October 07, 2004

"It's hard to know where to start"

I feel like Dick Cheney in Tuesday's Vice Presidential Debate. He kept beginning his answers with "it's hard to know where to start." OK, in fact he did it only twice:

Well, Gwen, it's hard to know where to start; there are so many inaccuracies there.
Well, Gwen -- I'm sorry, it's hard to know where to start.

Still, it's one of the things that stuck in my mind from the debate. Another piece of evidence that small n-gram (word-sequence) counts can be psychologically significant. But the reason that I feel like Dick Cheney -- and it's not a good feeling -- is because of what Jane Perrone wrote in the Guardian's Newsblog yesterday evening, under the heading "Language Matters".

Here's Perrone's entry:

Bloggers are a resourceful bunch: they like nothing better than to "fact check [insert name of candidate or journalist]'s ass".

MIT Media Lab graduate student Cameron Marlow has done wonders with Perl to create a tool to help bloggers analyse transcripts of the presidential debates. Just plug in a well-worn phrase - say, "war on terror" - and up pops a phrase count (Bush 11, Kerry 7, for the record).

Marlow lists the candidates' top 25 phrases during the first Bush-Kerry clash, and repeats the exercise for last night's vice-presidential debate: Cheney's top three phases were Saddam Hussein (11), fact of the matter (10) and United States (10), while Edwards' were John Kerry (36), American people (28) and tax cuts (16).

For more analysis of the candidates linguistic skills, see Language Log, which finds that John Kerry's sentences are, on average, 17.7% longer than George Bush's. Language Log's sober analysis is that, of four reasons for the statistic: "First, Kerry might have talked faster. Second, he might have used shorter pauses. Third, he might have paused less often. Fourth, he might have used intrinsically shorter words", the second is the key factor, sidestepping the well-worn debate over whether Bush is stupid, as evinced by this piece in Slate.

Perhaps I should update the old expression, and conclude that "I don't care what they say about me, as long as they spell my URL correctly." (Another connection to Dick Cheney, who sent millions of viewers to George Soros' blog by talking about factcheck.com instead of factcheck.org). However, Perrone wasn't talking about me, she was talking about linguistic analysis.

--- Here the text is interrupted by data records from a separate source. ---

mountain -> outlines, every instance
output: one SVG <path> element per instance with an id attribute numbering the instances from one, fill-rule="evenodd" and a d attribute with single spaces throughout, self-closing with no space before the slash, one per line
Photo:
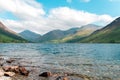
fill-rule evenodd
<path id="1" fill-rule="evenodd" d="M 120 17 L 102 29 L 83 38 L 80 42 L 89 43 L 120 43 Z"/>
<path id="2" fill-rule="evenodd" d="M 93 25 L 93 24 L 88 24 L 85 26 L 82 26 L 81 28 L 77 29 L 77 32 L 75 32 L 74 34 L 68 35 L 64 38 L 62 38 L 61 40 L 54 40 L 54 42 L 67 42 L 67 43 L 74 43 L 79 41 L 81 38 L 86 37 L 88 35 L 90 35 L 91 33 L 93 33 L 94 31 L 100 29 L 101 26 L 97 26 L 97 25 Z"/>
<path id="3" fill-rule="evenodd" d="M 32 32 L 30 30 L 25 30 L 19 34 L 22 36 L 22 38 L 24 38 L 30 42 L 38 42 L 39 38 L 41 38 L 40 34 L 37 34 L 37 33 Z"/>
<path id="4" fill-rule="evenodd" d="M 16 32 L 8 29 L 2 22 L 0 22 L 0 42 L 27 42 Z"/>
<path id="5" fill-rule="evenodd" d="M 71 29 L 66 30 L 66 31 L 53 30 L 53 31 L 50 31 L 50 32 L 46 33 L 45 35 L 43 35 L 40 38 L 39 42 L 51 42 L 53 40 L 58 40 L 58 39 L 61 39 L 65 36 L 76 33 L 77 30 L 78 30 L 78 28 L 71 28 Z"/>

Now the whole point of Language Log, aside from having fun, is to encourage people to think and talk about language. But without being excessively pedantic, we'd also like to encourage people to think and talk about language in a way that's sensible, factual and logical.

I'm having trouble getting to the point here, because I can't understand how Perrone, an intelligent and accomplished journalist, could have got things so wrong. On her own fascinating horticultural blog, she would never confuse a comparison of beetroot weights with an analysis of the causes of caterpillar infestation. Yet in her short "Language Matters" paragraph, she manages to mix up two aspects of linguistic analysis that are just as different.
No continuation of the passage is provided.